On-Call Management

Alert Routing: Sending the Right Alerts to the Right People

Design effective alert routing that sends critical alerts to on-call engineers, business alerts to stakeholders, and operational alerts to teams — without noise.

AzMonitor TeamJune 25, 20257 min read · 1,213 wordsUpdated January 20, 2026
alert routingmonitoringon-callPagerDuty

Alert routing is the difference between a focused, actionable notification and an inbox full of noise that everyone ignores. When every alert goes to the same channel with the same urgency, you've essentially built no routing at all. When routing is thoughtful — right alert, right person, right channel, right time — your team responds faster and burns out less.

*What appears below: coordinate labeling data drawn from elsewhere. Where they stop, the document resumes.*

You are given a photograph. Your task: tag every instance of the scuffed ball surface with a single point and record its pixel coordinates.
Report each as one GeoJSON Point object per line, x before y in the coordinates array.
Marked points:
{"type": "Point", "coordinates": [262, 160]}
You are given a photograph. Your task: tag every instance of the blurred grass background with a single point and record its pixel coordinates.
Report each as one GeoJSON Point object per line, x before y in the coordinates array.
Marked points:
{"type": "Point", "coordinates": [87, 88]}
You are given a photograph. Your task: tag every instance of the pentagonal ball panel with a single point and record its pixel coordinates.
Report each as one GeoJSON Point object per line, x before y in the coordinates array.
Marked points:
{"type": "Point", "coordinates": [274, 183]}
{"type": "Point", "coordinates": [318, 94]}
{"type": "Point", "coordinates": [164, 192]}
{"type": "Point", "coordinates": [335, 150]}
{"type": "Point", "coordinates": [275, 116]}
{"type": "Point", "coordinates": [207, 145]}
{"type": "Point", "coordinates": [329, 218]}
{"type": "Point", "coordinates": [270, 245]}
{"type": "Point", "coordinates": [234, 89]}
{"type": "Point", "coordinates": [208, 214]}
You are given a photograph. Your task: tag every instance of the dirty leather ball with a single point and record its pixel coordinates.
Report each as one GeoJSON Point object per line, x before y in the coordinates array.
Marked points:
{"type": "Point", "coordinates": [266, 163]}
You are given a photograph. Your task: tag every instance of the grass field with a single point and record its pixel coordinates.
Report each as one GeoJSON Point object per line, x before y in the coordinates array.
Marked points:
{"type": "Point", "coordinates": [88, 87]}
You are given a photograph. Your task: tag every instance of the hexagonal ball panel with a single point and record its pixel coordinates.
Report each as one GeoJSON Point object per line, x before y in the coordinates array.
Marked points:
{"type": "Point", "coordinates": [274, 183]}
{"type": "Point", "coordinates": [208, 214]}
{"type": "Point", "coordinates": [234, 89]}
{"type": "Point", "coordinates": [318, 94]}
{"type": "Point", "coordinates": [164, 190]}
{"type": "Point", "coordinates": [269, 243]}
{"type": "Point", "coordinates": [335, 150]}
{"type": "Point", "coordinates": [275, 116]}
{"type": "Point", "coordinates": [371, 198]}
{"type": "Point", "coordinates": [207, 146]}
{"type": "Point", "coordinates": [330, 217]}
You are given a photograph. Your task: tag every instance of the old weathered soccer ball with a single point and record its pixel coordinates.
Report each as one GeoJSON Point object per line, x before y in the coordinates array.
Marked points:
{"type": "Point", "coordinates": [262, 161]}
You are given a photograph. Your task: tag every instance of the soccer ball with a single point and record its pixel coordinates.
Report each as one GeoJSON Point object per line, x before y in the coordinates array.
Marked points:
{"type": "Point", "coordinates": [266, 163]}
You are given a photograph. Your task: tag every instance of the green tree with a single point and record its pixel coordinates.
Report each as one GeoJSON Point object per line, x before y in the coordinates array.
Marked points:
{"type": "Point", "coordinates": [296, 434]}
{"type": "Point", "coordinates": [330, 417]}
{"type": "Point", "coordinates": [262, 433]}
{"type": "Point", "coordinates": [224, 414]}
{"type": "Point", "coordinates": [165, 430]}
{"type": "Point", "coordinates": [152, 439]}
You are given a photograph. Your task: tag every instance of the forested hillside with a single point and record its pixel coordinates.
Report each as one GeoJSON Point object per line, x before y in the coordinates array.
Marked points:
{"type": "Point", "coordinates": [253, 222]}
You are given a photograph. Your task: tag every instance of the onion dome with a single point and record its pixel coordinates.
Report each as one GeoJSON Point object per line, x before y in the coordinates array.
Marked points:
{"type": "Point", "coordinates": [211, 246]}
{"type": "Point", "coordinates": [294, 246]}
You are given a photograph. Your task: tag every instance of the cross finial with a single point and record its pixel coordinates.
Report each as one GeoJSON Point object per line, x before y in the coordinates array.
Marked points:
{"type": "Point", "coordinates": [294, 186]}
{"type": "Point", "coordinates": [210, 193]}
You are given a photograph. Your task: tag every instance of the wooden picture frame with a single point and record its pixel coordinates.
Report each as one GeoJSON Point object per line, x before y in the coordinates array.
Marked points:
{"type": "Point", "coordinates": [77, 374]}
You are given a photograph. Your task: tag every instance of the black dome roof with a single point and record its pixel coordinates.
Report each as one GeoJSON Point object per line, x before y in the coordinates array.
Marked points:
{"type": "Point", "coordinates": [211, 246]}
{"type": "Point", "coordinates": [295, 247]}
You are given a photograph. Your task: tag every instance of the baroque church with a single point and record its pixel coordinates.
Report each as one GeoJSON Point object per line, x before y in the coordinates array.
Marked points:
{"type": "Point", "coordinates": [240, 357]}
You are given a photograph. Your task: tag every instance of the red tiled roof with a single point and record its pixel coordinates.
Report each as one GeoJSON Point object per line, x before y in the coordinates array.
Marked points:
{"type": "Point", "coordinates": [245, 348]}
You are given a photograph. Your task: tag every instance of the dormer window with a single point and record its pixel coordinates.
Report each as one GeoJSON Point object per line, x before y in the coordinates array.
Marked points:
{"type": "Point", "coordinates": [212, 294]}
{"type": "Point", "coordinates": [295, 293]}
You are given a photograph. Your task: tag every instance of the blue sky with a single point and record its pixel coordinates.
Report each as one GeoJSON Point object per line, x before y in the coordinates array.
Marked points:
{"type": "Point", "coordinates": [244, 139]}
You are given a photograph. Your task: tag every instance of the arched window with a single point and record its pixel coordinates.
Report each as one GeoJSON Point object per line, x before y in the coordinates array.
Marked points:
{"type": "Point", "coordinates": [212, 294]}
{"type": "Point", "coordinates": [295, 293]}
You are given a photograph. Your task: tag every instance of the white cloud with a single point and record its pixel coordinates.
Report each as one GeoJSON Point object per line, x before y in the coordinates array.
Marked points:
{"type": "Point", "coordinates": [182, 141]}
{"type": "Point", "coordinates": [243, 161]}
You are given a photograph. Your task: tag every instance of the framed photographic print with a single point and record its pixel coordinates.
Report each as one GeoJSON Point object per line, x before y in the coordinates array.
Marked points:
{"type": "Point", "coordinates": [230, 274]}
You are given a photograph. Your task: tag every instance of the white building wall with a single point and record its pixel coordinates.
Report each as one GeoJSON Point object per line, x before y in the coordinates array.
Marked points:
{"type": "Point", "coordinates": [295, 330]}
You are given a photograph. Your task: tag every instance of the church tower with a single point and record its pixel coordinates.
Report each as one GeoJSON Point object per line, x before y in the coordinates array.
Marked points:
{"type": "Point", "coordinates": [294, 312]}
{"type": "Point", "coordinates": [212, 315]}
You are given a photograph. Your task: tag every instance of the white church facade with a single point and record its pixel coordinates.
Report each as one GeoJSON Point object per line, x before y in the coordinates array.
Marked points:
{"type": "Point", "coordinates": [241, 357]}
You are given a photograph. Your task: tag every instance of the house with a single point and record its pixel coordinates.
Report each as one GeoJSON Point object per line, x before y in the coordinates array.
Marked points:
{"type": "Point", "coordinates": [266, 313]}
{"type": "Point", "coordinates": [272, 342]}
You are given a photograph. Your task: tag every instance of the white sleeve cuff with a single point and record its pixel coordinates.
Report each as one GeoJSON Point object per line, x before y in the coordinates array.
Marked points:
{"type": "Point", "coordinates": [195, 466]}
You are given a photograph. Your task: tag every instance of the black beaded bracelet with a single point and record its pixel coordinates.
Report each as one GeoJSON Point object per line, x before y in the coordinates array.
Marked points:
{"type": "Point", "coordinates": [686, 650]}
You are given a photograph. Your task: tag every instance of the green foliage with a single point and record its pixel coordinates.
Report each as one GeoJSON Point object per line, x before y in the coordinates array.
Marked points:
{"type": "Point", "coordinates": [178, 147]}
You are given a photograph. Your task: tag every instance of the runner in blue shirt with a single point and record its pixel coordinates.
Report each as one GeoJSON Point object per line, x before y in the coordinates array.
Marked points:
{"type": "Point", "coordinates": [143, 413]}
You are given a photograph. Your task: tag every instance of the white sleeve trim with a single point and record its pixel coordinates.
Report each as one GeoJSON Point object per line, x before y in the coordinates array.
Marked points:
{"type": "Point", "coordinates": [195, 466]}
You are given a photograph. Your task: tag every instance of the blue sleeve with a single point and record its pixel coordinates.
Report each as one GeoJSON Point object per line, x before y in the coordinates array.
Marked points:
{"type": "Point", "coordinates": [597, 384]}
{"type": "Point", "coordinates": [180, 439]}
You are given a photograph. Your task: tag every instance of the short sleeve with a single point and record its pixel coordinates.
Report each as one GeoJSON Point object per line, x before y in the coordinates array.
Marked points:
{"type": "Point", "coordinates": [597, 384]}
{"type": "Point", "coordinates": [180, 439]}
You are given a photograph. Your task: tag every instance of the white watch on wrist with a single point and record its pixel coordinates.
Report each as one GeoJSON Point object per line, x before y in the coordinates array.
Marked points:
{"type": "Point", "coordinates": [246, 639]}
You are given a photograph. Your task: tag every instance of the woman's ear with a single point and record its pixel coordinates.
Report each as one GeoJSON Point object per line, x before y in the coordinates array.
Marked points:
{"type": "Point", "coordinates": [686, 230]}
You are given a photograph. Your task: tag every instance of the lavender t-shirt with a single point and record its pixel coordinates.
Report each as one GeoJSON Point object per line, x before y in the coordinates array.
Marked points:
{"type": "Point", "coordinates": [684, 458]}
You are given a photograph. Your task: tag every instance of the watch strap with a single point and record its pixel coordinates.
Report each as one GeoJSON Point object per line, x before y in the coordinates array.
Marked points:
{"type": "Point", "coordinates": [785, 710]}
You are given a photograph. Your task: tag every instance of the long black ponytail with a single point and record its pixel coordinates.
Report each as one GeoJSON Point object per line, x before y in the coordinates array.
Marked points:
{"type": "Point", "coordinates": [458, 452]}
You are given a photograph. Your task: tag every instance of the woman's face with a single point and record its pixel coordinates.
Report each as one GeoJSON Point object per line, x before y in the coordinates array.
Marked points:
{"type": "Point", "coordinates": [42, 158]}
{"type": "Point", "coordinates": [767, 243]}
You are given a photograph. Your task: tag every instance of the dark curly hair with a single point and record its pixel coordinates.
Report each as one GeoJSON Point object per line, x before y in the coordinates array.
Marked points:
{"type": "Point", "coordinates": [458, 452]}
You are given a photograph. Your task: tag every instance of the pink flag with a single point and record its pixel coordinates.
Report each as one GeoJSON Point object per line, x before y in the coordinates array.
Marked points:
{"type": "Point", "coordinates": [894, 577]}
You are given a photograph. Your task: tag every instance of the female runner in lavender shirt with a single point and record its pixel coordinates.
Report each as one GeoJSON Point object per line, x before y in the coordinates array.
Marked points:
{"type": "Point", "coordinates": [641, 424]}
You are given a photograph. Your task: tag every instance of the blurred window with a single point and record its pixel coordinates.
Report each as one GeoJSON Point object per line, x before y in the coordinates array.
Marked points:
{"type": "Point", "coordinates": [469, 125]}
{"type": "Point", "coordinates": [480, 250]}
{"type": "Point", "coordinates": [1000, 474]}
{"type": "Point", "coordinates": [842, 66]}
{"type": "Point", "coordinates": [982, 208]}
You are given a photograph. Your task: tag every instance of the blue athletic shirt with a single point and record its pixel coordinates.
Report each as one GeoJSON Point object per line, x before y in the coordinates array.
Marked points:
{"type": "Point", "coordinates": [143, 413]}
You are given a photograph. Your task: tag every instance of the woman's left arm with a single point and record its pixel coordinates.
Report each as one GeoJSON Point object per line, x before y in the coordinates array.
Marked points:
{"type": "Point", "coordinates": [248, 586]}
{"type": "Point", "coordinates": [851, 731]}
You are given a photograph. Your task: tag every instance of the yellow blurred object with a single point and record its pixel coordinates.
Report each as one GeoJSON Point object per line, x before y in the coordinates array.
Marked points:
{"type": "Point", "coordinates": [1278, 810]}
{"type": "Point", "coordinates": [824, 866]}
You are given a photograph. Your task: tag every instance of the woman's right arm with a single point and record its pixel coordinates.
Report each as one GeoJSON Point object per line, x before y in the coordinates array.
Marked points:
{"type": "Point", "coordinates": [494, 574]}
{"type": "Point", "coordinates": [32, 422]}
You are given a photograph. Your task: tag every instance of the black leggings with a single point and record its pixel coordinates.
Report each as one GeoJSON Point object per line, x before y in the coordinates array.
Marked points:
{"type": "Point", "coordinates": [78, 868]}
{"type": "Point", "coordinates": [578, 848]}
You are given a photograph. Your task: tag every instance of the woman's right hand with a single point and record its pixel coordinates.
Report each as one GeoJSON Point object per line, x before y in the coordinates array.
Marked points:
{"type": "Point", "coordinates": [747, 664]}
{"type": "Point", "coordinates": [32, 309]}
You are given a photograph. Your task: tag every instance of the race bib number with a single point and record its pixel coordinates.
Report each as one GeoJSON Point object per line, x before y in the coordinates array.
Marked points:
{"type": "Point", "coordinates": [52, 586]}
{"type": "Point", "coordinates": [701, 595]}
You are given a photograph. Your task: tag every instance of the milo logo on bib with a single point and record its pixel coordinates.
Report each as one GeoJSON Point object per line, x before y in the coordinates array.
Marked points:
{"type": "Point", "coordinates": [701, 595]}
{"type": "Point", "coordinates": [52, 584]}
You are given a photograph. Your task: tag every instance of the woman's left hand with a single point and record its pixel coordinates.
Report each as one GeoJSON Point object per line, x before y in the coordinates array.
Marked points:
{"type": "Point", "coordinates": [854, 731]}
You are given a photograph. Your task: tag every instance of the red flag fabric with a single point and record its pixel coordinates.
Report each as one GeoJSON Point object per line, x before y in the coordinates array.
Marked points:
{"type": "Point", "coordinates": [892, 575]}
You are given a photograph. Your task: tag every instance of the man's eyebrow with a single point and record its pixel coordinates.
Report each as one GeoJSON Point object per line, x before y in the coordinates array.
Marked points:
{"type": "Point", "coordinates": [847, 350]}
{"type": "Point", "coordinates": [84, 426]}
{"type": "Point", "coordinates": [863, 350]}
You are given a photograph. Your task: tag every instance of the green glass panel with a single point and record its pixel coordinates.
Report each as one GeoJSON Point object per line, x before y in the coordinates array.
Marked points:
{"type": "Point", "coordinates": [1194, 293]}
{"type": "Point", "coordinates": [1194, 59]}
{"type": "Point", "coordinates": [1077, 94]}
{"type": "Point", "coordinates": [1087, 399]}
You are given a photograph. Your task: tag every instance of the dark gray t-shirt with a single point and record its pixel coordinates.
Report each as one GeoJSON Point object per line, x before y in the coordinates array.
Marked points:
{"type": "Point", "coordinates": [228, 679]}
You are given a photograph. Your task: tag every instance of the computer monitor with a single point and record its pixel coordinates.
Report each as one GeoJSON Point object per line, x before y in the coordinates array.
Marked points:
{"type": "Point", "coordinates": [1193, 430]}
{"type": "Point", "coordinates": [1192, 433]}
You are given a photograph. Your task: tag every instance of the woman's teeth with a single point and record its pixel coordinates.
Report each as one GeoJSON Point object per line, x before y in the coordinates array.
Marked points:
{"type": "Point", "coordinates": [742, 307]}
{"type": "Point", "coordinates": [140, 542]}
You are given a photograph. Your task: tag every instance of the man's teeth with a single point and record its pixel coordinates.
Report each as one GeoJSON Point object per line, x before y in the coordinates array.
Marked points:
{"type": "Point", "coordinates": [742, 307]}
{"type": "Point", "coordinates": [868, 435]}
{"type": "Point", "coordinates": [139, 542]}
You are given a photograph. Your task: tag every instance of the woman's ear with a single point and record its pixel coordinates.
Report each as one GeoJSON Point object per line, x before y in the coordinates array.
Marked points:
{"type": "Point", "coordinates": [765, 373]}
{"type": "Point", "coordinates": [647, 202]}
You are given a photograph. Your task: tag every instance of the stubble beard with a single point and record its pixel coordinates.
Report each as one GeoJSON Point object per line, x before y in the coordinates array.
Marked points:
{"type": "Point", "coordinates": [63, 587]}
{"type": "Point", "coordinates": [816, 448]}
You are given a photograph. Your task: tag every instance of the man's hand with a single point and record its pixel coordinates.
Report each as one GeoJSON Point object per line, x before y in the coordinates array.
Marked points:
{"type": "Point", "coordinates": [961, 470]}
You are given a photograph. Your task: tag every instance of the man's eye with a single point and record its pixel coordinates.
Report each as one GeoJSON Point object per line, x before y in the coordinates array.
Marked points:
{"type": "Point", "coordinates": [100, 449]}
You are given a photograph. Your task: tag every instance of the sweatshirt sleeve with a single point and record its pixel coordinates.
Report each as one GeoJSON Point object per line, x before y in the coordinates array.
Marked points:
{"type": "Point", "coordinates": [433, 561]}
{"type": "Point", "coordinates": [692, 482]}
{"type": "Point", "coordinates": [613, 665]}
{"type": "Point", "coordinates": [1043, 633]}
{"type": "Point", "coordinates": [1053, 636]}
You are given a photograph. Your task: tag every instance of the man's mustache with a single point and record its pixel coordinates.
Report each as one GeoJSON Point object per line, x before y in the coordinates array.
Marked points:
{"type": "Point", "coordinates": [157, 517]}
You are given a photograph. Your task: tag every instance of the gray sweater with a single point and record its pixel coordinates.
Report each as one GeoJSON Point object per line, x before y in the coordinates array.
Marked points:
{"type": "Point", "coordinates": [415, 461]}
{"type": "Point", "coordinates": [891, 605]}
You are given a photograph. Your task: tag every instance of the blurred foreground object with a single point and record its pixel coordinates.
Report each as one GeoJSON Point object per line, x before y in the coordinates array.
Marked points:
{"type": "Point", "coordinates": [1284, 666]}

The Routing Decision Matrix

Every alert should be routed based on four factors:

  1. Severity — How urgent is this?
  2. Service owner — Which team is responsible?
  3. Impact — Who is affected and how broadly?
  4. Time — Is this during business hours or off-hours?

These four factors determine: who gets notified, via what channel, with what urgency.

IF severity = P1:
  → Page primary on-call (phone + SMS)
  → Notify #incidents Slack channel
  → If related to payments → also notify payments team lead

IF severity = P2 AND time = business hours:
  → Push notification to on-call
  → Notify service owner's Slack channel

IF severity = P2 AND time = off-hours:
  → Push notification to on-call
  → No additional notifications (morning review)

IF severity = P3:
  → Slack notification to relevant team channel
  → Create monitoring ticket for weekly review

IF severity = P4:
  → Log to monitoring dashboard only

Routing by Service Ownership

Different services belong to different teams. Route alerts to service owners, not a generic on-call pool:

# Alert routing configuration
routing:
  rules:
    - match:
        service: "payment-service"
      route_to:
        escalation_policy: "payments-team-escalation"
        slack_channel: "#payments-alerts"
        
    - match:
        service: "user-service"
      route_to:
        escalation_policy: "platform-team-escalation"
        slack_channel: "#platform-alerts"
        
    - match:
        service: "infrastructure"
        category: ["ssl", "dns", "network"]
      route_to:
        escalation_policy: "sre-escalation"
        slack_channel: "#sre-alerts"
        
    # Default: route to general on-call
    - match:
        service: "*"
      route_to:
        escalation_policy: "default-oncall"
        slack_channel: "#engineering-alerts"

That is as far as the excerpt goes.